Cabe señalar que un jugador cadete no tiene la facultad legal ni contractual para obligar a una institución deportiva a aceptar términos o condiciones impuestas por terceros.
Por lo tanto, resulta improcedente exigir dicho pago bajo ese fundamento, considerando que la situación descrita escapa completamente de las capacidades y responsabilidades de un jugador en formación, cadete. lo cual, en la práctica, limita completamente sus posibilidades de continuar su desarrollo deportivo en otro equipo.
Cabe destacar que hemos agotado todas las instancias posibles para obtener el pase; sin embargo, tanto el abogado como el gerente deportivo de Santiago Wanderers, ambos pertenecientes a la familia Sánchez, nos han señalado que, si no se firma el convenio, no se otorgará el pase, lo que está impidiendo directamente su desarrollo futbolístico.
Además, actualmente nos encontramos en un proceso legal, habiéndo presentado un recurso de protección, y estamos a la espera de la citación del tribunal para conocer los próximos pasos del caso.
Agradecería la difusión de esta información para que se pongan en evidencia las malas prácticas de la familia Sánchez."
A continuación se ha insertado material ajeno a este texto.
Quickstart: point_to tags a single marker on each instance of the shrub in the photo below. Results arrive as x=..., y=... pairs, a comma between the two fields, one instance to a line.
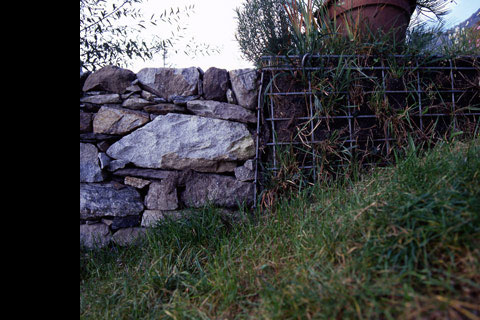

Ante el hecho, la familia del cadete interpuso un recurso de protección en la Corte de Apelaciones de Valparaíso. En él se señala que el jugador fue avisado el 16 de enero que no seguía en el club por parte de los entrenadores de cadetes Domingo Sorace y Osvaldo Cataldo y que le dijeron que se buscaran otro club y que el Santiago Wanderers enviaría la "libertad de acción" o "pase".
Sin embargo, pese a lo dicho por los entrenadores cadetes, cuando apareció la posibilidad de fichar en la sub 18 de Everton, el gerente del cuadro caturro Matías Sánchez envió un "convenio" de diez páginas exigiendo 500.000 dólares o el 40% del pase. Lo interesante de todo esto, y escandaloso, es que el cadete en cuestión es un futbolista amateur, que no ha tenido contrato profesional jamás, que no figura en los registros de jugadores profesionales y ni siquiera tiene una tasación de su pase.
De no prosperar la acción ante la Corte de Apelaciones de Valparaíso tendremos un caso más, como van decenas en los últimos años, de jugadores cuya carrera es arruinada por dirigentes inescrupulosos y cegados por la codicia.